それぞれの氏族には強力な長が存在し、彼らは〈十人の族長〉として知られていた。

だが、その均衡は〈灰の子らの惨禍〉によって崩れ去った。

それは〈影時かげし〉――〈影の時代〉において布かれた〈追放の掟〉によるものであり、一部の氏族を滅ぼすことを目的としていた。


だが誰も知らなかった。

その掟は〈カゲモリ〉の仕業ではなく、さらに強大で深淵なる闇の力によって生み出されたものであったことを――。



---





長い学院の廊下は、いつもとは違い静寂に包まれていた。

冬という冷たい季節のはずなのに、太陽は妙に暖かく輝いている。窓から差し込む黄金の光が、学院の床へと柔らかく反射していた。


そしてその廊下の突き当たりには、小さな少年がうずくまっていた。膝を胸に抱え込み、肩を震わせている。

片方の膝には擦り傷があり、どうやら走っている途中で転んだらしい。


押し殺した嗚咽の中で怯えていた彼の頭に、ふと優しい手が置かれた。


顔を上げると、そこにはピンク色の長い髪を持つ少女が立っていた。

左右で異なる瞳――左は緑色、右はピンク色という珍しいオッドアイ。

その表情は柔らかいが、どこか心配そうでもあった。


「こんにちは……迷子ですか?」


その優しい声に、少年は一瞬母親かと思ったが、すぐに違うと気づき、袖で涙を拭った。


「……うん」


小さく頷く。


ヒナ・サクライは少年の視線から膝へと目を落とした。


「まぁ……怪我してるじゃない」


少年はまた頷く。ヒナは小さく微笑み、ポケットから絆創膏を取り出して、慎重に膝へ貼った。

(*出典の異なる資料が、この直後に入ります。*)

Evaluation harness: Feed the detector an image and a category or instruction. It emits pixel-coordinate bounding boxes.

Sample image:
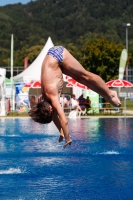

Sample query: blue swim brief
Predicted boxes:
[47,46,64,64]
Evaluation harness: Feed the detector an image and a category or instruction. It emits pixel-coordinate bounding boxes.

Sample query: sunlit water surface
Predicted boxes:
[0,118,133,200]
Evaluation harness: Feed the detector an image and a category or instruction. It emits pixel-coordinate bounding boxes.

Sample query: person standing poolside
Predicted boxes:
[29,46,121,148]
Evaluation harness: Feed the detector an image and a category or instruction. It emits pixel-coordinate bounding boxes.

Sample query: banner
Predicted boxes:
[118,49,127,80]
[83,90,99,113]
[15,83,30,113]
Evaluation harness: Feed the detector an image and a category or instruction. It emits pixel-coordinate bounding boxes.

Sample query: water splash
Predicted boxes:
[0,168,22,174]
[98,150,119,155]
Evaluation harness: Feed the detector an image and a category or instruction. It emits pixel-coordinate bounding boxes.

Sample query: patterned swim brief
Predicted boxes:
[47,46,64,64]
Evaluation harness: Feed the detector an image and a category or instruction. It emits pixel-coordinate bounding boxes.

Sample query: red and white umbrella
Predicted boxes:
[24,81,41,88]
[65,76,90,90]
[106,79,133,87]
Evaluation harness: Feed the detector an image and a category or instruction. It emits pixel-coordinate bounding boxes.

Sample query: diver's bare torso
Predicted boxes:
[41,55,63,101]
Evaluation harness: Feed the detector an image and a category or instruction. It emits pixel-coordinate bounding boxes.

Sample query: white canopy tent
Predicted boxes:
[13,37,54,83]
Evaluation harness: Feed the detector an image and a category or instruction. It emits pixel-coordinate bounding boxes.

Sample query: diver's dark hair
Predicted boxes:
[28,100,53,124]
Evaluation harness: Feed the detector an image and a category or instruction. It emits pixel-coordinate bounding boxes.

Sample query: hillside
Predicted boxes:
[0,0,133,65]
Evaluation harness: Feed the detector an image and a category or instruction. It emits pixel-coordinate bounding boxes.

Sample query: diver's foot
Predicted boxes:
[58,135,64,143]
[63,140,72,149]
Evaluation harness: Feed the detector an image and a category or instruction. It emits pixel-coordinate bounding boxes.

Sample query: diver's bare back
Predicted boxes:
[41,55,63,100]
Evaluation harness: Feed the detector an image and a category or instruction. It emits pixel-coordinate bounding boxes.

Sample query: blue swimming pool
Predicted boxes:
[0,118,133,200]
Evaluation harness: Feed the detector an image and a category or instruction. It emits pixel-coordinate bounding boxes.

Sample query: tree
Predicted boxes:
[81,37,124,81]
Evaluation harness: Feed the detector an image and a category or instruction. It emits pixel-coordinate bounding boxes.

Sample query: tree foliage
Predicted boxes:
[82,37,124,81]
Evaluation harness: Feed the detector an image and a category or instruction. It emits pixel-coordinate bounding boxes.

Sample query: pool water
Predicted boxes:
[0,118,133,200]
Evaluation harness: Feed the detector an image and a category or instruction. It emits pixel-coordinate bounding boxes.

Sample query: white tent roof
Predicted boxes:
[13,37,54,82]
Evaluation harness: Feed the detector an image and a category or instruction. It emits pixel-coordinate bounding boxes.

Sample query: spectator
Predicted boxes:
[86,96,91,108]
[71,94,85,114]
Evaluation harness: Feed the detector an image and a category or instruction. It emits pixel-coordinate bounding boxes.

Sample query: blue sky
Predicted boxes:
[0,0,31,6]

「母さんを探してたんだ。でも見つからなくて……走ってたら転んで……」


少年はまた嗚咽混じりに言葉を続ける。


「僕……迷子なんだ」


ヒナは彼の頭をそっと撫でた。


「大変だったね」


そして少し考えたあと、目を輝かせる。


「私が一緒に探してあげる」


少年の瞳に希望が灯った。


「ほんとに?」


ヒナは頷く。


「うん。お母さんはどんな服を着てたの?」


「白いワンピース」


ヒナは立ち上がり、少年へ手を差し出した。


「じゃあ、一緒に探そうか」


少年は少し迷ったあと、その手を取った。


歩きながらヒナが問いかける。


「名前は?」


「ヘンタロウ」


「よろしくね、ヘンタロウくん。私はヒナ・サクライ」


「ヒナ……」


少年はその名前を繰り返し、小さく頷いた。


しばらく学院内を探し回った後、ヘンタロウが突然ある場所で足を止めた。


そこには黒髪に青みがかった短髪の女性が、白いワンピースを着て立っていた。

理事長室の前で誰かと話している。


ヘンタロウの顔が一気に明るくなる。


「お母さん!!」


叫ぶと同時に駆け出した。


女性が振り返った瞬間、安堵の表情が浮かぶ。

彼女はすぐに駆け寄り、少年を強く抱きしめた。


「どれだけ心配したと思ってるの……」


ヒナはその光景を静かに見つめていた。

胸の奥に、どこか懐かしい感情が広がる。

言葉にできない、温かくて遠い記憶。


その時――


「ヒナ様」


背後から息を切らした声がした。


振り返ると、紫がかった短髪に黒い瞳の少女――サイカ・タチバナが立っていた。


「どこに行ってたんですか!学院中探したんですよ!?一瞬で消えたみたいで……本当に心配したんですから!もし何かあったらどうするんですか!?私はあなたの友人として守る義務が――」


早口でまくし立てるサイカに、ヒナは静かに肩へ手を置いた。


「サイカ、落ち着いて」


「……はっ」


サイカはようやく息を整え、ため息をついた。


「すみません……でも本当に心配で」


ヒナは微笑みながら、親子を見つめる。


「また一人、助けられたね」


そして少し間を置いて続ける。


「それにしても、またノブヒト・タケイと揉めてたでしょ?」


サイカの表情が一瞬で歪む。


「……あの男は、ヒナ様に飲み物をかけたんです。許せません」


それは事故のようなものだったが、サイカは許す気配がない。


ヒナは小さく息を吐いた。


「私は気にしてないよ」


「ですが!」


サイカはなおも食い下がる。


ヒナは困ったように笑う。


「サイカ、私はお姫様じゃないってば」


「……学院でも、ですか?」


「特に学院では」


サイカは少しだけ沈黙したあと、こくりと頷いた。


「分かりました……ヒナ」


そのやり取りに、ヒナは思わず笑った。


そして壁の時計に目をやると、目を見開いた。


「やばい、授業遅れる!」


「お先に行ってください!」


ヒナは手を振り、教室へと走り出した。


――


教室に駆け込むと、全員の視線が一斉に向けられた。


一瞬で顔が真っ赤になるヒナ。


「サクライ、10分遅刻だ」


リリー先生が冷静に告げる。


「す、すみません……!」


小さく頭を下げ、自分の席へと座る。


リリーは軽く手を叩いた。


「では授業を始める。今日はカグラとコライについてだ」


教室の空気が一気に変わる。


ヒナは姿勢を正し、ペンを構えた。


リリーは前に出て黒板に向かう。


「まず質問です。なぜカグラの技術は一族ごとに似ているのでしょうか?」


生徒たちが次々と手を挙げるが、正解は出ない。


やがてリリーの視線は、窓の外を見ている少女へ向かった。


「マリー・スミス」


マリーは退屈そうに振り向く。


「簡単でしょ。技術が限られてるから」


「不正解」


即答だった。


マリーの顔が一瞬で険しくなる。


次にリリーはヒナへ視線を向けた。


「サクライ」


「え、私……?」


戸惑いながらも立ち上がる。


深呼吸してから答えた。


「カグラの起源が月の一族で、そこから各一族が技術を取り入れて発展したから……完全に別物ではなく、共通の基盤があるんだと思います」


リリーは満足そうに頷いた。


「正解。よく理解しているわ」


マリーが小さく舌打ちする。


その空気の中、授業は続く。


やがて授業は終わりを迎え、昼休みのチャイムが鳴った。


――


教室を出ようとしたヒナの前に、影が立つ。


マリー・スミスだった。


「ヒナ……次に私の邪魔をしたら、殺すわよ」


冷たい声と共に、爪がわずかに伸びる。


その言葉は冗談ではなかった。


ヒナは一瞬固まりながらも、小さく頷くことしかできなかった。